Ülke ve şehirlerimizin üzerine atalet, ölü toprağı serpilmişçesine makûs talih olarak kabullenilir!
Ancak bu yapıyı kıran, kadermiş gibi görülen olumsuzlukları olumlu yönde kullanan nice örnek şehirlerimiz de yok değildir. Bu yapı bazen sanayileşme, şehrin yatırımlara önem verip özendirilmesi ile bazen de sanata, kültür ve eğitime yatırım yapılmasıyla tersine çevrilebilir.
Tanıdığım şehirler arasında olumsuzlukların üstesinden gelen sanayi, eğitim ve kültürel çalışmalarla makûs talihi talihe çeviren Gaziantep, Malatya, Kahramanmaraş, …Erzurum şehirlerini dikkatle takip etmek gerekir. On yıl öncesine göre önemli çalışmalarla dikkat çeken söz konusu şehirlerimiz bugün sanayi ve tarihi mirası, kültürel değerleri birlikte yaşatarak ülkemize örnek olmuş şehirler arasındadır.

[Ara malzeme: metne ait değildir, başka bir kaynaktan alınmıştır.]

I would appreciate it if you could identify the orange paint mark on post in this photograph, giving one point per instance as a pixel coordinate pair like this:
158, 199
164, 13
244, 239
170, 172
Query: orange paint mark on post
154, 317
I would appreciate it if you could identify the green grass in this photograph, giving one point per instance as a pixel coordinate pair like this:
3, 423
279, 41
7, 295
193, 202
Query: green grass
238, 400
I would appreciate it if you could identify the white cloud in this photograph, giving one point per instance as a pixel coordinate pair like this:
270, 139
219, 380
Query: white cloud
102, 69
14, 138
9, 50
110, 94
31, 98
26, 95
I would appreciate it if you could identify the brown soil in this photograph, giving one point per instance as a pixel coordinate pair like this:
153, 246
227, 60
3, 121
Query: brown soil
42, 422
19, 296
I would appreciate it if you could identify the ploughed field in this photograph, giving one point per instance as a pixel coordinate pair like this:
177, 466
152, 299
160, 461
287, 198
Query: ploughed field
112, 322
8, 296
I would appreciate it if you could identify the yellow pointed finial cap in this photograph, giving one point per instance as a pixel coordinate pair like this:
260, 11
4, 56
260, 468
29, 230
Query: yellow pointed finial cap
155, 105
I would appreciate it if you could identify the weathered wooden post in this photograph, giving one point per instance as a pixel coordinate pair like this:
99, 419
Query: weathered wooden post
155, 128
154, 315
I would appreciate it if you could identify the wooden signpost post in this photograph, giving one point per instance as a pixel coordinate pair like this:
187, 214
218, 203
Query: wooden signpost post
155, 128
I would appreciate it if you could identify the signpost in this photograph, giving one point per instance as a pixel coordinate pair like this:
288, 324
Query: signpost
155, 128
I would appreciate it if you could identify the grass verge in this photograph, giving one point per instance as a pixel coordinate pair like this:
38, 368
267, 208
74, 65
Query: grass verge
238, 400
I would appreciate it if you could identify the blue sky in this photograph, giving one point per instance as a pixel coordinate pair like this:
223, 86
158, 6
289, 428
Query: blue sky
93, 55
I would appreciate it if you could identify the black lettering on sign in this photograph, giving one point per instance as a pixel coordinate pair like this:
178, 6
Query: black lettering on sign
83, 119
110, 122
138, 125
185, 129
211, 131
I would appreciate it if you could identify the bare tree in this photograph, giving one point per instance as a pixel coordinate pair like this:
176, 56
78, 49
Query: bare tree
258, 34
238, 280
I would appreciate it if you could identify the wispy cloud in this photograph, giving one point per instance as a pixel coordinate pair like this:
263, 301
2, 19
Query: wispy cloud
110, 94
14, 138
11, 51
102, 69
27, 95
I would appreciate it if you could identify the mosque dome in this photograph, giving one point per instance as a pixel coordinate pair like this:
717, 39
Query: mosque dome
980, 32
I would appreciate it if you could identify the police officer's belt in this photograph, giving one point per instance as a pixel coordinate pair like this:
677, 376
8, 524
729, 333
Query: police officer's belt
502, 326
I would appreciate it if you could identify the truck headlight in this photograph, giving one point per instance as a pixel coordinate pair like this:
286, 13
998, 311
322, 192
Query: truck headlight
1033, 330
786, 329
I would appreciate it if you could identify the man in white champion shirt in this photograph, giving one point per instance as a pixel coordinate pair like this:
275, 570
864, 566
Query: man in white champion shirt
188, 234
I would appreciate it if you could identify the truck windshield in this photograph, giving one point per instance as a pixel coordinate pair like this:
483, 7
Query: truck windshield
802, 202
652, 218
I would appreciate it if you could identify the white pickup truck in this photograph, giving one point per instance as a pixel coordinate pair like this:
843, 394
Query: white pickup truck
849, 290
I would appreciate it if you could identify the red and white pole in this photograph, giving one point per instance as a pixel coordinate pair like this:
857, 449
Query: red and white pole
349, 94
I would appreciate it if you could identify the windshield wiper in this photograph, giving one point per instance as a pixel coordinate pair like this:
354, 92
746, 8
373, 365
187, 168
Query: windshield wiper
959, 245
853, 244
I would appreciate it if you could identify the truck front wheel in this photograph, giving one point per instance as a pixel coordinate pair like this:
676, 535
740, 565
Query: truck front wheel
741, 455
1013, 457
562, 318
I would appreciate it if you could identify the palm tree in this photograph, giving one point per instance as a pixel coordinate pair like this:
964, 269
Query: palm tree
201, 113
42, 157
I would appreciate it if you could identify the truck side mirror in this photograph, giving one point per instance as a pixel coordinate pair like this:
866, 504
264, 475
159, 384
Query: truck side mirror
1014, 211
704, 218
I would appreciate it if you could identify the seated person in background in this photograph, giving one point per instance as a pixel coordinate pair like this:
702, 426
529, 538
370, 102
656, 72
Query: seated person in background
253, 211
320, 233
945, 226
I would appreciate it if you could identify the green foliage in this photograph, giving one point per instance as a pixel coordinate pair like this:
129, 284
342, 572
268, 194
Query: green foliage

Şehre gelen bir bürokratın o şehri tanıması, nüfuz edebilmesi için en az iki yıl geçmesi gerekmektedir. Bu durum bazen şehirlerimizin önünde en büyük engel olarak görülürken bazen de avantaja dönüşebilmektedir. Şehri önemseyen, tarihi, kültürel yapıyı koruyarak sanayi ve ekonomik kalkınmayı eğitim kalkınmasıyla perçinleyen yönetici ve bürokratlarımız şehirle birlikte güçlenmekte, sevilip sayılmaktadırlar.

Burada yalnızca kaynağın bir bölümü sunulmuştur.